Later on, I invited Christine into my caravan for an early-evening chat before I started cooking my meal. She was chatty and seemed to have good attitudes, and we got on well. She was originally from the North, and now lived in South Wales, near her daughter and baby grandchildren. She had never been to Sussex, not wanting to drive in the heavy traffic around London, and I don't blame her.
At one point, just talking about the South Coast, she asked me whether Brighton was really as full of gay and lesbian people as its reputation suggested. I said there were certainly a lot of gay and lesbian people there, but on the whole they were unnoticeable. She then mentioned that there were gay men and lesbian women in the New Companions Club. And they were very nice too. Then she said she knew a transsexual woman who was also a Club member. She was just as nice. I thought at this point that she had a suspicion about me, and that she was probing. But no: the conversation flowed smoothly on without a pregnant pause. I decided that she didn't think I was trans myself. I could have corrected her, but quite honestly I saw no reason to.

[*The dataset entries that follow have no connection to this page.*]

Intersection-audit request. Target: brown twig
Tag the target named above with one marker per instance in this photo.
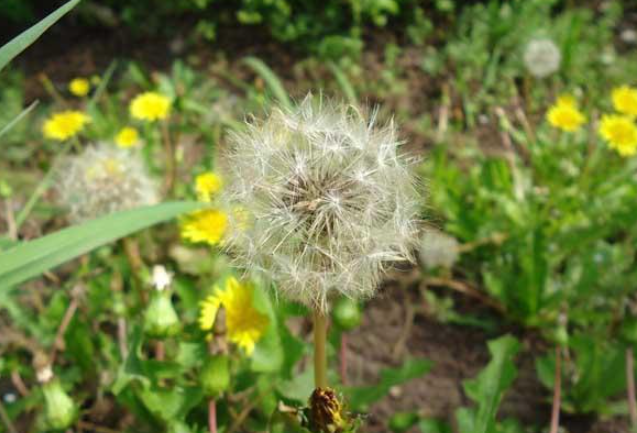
(465, 289)
(171, 165)
(58, 343)
(6, 420)
(400, 345)
(557, 391)
(96, 428)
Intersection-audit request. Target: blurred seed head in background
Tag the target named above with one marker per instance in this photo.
(103, 179)
(542, 57)
(438, 250)
(327, 200)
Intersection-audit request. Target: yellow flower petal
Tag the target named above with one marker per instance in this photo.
(64, 125)
(208, 225)
(565, 116)
(79, 87)
(625, 100)
(620, 132)
(150, 106)
(127, 137)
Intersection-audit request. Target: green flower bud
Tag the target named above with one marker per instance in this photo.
(347, 314)
(215, 376)
(60, 411)
(629, 330)
(402, 421)
(561, 336)
(160, 319)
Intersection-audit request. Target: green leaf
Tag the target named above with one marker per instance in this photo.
(30, 259)
(18, 118)
(360, 397)
(268, 352)
(489, 386)
(271, 80)
(26, 38)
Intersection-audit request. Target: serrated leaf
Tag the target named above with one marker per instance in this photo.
(489, 386)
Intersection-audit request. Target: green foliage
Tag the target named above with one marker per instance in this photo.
(30, 259)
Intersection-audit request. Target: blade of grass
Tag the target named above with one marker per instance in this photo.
(30, 259)
(18, 118)
(271, 80)
(26, 38)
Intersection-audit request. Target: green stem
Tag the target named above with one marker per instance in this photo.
(320, 353)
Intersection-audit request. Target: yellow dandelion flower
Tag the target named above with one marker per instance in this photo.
(620, 132)
(79, 87)
(245, 325)
(206, 185)
(566, 99)
(208, 313)
(207, 225)
(65, 124)
(625, 100)
(127, 137)
(150, 106)
(565, 115)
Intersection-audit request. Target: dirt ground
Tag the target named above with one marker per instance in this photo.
(458, 353)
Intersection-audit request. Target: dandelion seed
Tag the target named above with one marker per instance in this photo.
(79, 87)
(127, 137)
(625, 100)
(207, 225)
(150, 106)
(207, 185)
(620, 132)
(101, 180)
(329, 200)
(245, 325)
(542, 57)
(64, 125)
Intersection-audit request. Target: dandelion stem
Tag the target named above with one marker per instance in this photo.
(320, 353)
(171, 165)
(630, 378)
(343, 358)
(212, 416)
(557, 391)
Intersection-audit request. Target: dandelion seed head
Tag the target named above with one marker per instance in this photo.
(101, 180)
(327, 201)
(542, 57)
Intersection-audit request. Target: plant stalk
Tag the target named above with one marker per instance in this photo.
(212, 416)
(630, 379)
(320, 353)
(557, 392)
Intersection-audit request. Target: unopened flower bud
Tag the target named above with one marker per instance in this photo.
(160, 319)
(60, 411)
(347, 314)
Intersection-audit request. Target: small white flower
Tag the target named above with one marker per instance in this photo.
(162, 279)
(326, 201)
(542, 57)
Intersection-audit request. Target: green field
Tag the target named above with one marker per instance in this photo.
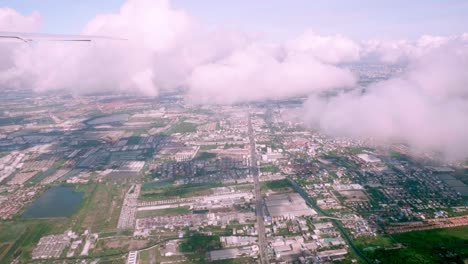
(277, 186)
(448, 245)
(98, 212)
(182, 127)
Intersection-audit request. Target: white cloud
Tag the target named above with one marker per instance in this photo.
(260, 72)
(328, 49)
(426, 108)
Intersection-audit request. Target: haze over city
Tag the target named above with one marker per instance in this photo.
(190, 112)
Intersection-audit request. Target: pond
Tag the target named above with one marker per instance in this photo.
(58, 201)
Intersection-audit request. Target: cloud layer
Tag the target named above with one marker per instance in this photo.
(426, 108)
(168, 49)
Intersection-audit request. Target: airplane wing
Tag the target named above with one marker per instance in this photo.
(31, 37)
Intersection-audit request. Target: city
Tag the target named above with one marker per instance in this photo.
(234, 132)
(157, 181)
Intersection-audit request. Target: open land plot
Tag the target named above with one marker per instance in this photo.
(183, 191)
(164, 212)
(101, 209)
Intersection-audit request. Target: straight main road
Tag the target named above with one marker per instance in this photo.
(340, 227)
(258, 196)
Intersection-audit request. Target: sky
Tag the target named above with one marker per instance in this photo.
(279, 19)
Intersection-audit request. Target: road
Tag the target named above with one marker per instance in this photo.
(258, 196)
(340, 227)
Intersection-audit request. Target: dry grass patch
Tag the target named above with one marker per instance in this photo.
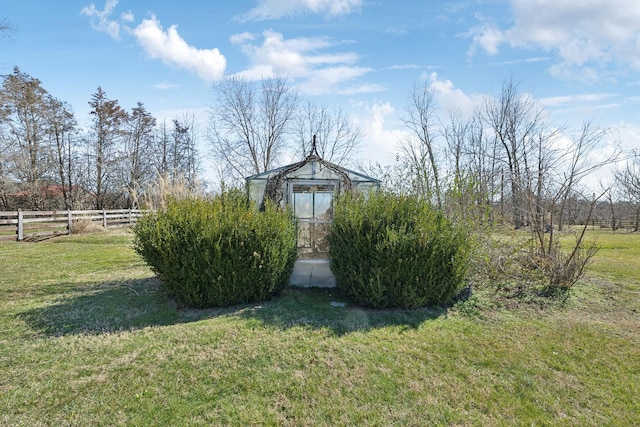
(98, 343)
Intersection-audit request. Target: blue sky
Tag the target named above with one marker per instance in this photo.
(579, 59)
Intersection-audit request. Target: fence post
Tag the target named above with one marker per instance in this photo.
(69, 222)
(20, 225)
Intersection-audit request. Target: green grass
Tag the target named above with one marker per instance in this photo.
(87, 337)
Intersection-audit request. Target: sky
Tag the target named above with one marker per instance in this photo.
(580, 59)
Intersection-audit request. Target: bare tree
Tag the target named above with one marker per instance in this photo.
(419, 150)
(337, 137)
(24, 107)
(136, 168)
(515, 121)
(63, 134)
(628, 178)
(102, 146)
(249, 123)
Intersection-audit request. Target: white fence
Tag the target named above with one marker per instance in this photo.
(36, 225)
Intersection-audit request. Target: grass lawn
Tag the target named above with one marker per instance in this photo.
(87, 337)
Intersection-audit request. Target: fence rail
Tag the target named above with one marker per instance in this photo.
(36, 225)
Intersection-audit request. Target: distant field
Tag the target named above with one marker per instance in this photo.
(87, 337)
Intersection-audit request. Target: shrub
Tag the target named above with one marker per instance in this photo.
(396, 251)
(218, 252)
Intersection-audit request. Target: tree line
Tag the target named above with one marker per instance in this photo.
(48, 161)
(125, 158)
(505, 163)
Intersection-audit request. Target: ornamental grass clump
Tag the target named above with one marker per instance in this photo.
(218, 252)
(397, 251)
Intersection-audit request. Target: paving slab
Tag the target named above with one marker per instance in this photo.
(312, 273)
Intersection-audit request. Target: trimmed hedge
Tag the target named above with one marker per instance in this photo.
(396, 251)
(218, 252)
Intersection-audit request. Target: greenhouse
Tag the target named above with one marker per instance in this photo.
(308, 187)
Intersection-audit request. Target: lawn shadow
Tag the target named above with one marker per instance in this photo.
(111, 307)
(329, 308)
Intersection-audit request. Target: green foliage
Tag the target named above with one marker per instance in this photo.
(396, 251)
(218, 252)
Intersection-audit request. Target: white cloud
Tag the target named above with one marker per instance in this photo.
(172, 49)
(587, 36)
(100, 18)
(451, 98)
(275, 9)
(572, 100)
(304, 61)
(165, 86)
(381, 137)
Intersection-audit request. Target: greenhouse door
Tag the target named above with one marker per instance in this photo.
(312, 203)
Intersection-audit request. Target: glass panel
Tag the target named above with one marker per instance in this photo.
(323, 208)
(303, 205)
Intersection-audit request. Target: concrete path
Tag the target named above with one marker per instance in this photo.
(312, 273)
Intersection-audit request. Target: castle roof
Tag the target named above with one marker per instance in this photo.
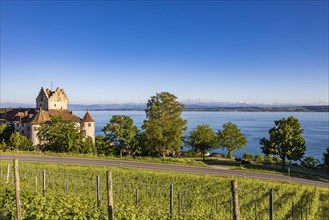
(87, 118)
(40, 117)
(49, 93)
(65, 114)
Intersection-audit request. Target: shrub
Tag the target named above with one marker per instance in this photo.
(248, 156)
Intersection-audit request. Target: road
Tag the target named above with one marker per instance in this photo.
(217, 171)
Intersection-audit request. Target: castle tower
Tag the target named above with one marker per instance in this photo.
(52, 100)
(88, 125)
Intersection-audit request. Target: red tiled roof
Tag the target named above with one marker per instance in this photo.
(87, 118)
(40, 117)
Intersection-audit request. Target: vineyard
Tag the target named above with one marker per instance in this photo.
(73, 192)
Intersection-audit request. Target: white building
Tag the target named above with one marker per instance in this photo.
(48, 104)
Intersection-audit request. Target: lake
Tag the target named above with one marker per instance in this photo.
(254, 125)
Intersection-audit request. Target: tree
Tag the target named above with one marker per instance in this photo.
(202, 138)
(326, 159)
(285, 140)
(121, 131)
(230, 137)
(163, 127)
(60, 135)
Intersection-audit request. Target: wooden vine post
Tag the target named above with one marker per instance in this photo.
(235, 196)
(271, 204)
(109, 194)
(17, 190)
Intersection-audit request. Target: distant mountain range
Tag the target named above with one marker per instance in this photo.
(191, 106)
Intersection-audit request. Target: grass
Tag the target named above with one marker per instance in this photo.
(70, 194)
(190, 161)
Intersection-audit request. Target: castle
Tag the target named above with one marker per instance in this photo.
(49, 103)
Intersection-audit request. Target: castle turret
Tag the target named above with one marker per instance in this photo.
(52, 100)
(88, 125)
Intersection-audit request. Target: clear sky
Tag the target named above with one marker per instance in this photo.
(126, 51)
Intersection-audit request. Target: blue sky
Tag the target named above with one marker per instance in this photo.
(126, 51)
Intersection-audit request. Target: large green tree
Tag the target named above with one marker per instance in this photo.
(326, 159)
(121, 131)
(5, 131)
(231, 138)
(60, 135)
(202, 138)
(163, 127)
(285, 140)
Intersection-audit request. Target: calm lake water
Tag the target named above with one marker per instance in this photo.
(254, 125)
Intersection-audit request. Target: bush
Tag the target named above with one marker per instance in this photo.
(248, 157)
(309, 162)
(276, 159)
(259, 158)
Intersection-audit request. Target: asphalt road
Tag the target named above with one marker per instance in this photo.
(217, 171)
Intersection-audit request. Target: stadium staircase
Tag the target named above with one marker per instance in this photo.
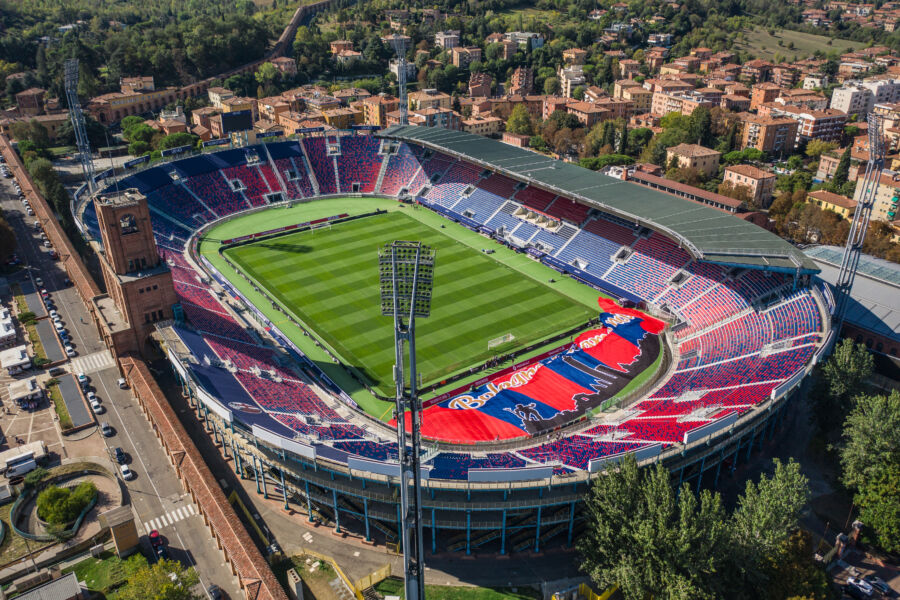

I did ask however (doing my own probing) what other Club members thought of this trans lady. She said that some (including herself) were very welcoming, and very understanding, but some others were a bit awkward - not exactly hostile, but unable to overcome the feeling that the lady was really a man. And she mentioned that the trans lady had plenty of masculine traits, such as a deep voice. I don't think she would have spoken quite like this if she'd thought me trans also. Besides, at her own suggestion, we exchanged our full names, addresses, and contact numbers, and she gave me an unmistakably sincere invitation to get in touch when next in her area. Something she might not have done so freely if she was certain I was trans, although I may be misjudging her. As a clincher, so to speak, she looked out for me this morning to say goodbye, as she was going home today. But all the time it might have just been further evidence that Northern people are friendlier than most.
Which now puts an onus on me to enlighten her before attempting any future meetup in South Wales. That'll take some thinking about.
You know, she singled out the trans lady's deep voice. More proof that voice matters! It's one of the key defining features of a female person. I do wonder why so few trans women, so very few, pay serious attention to this.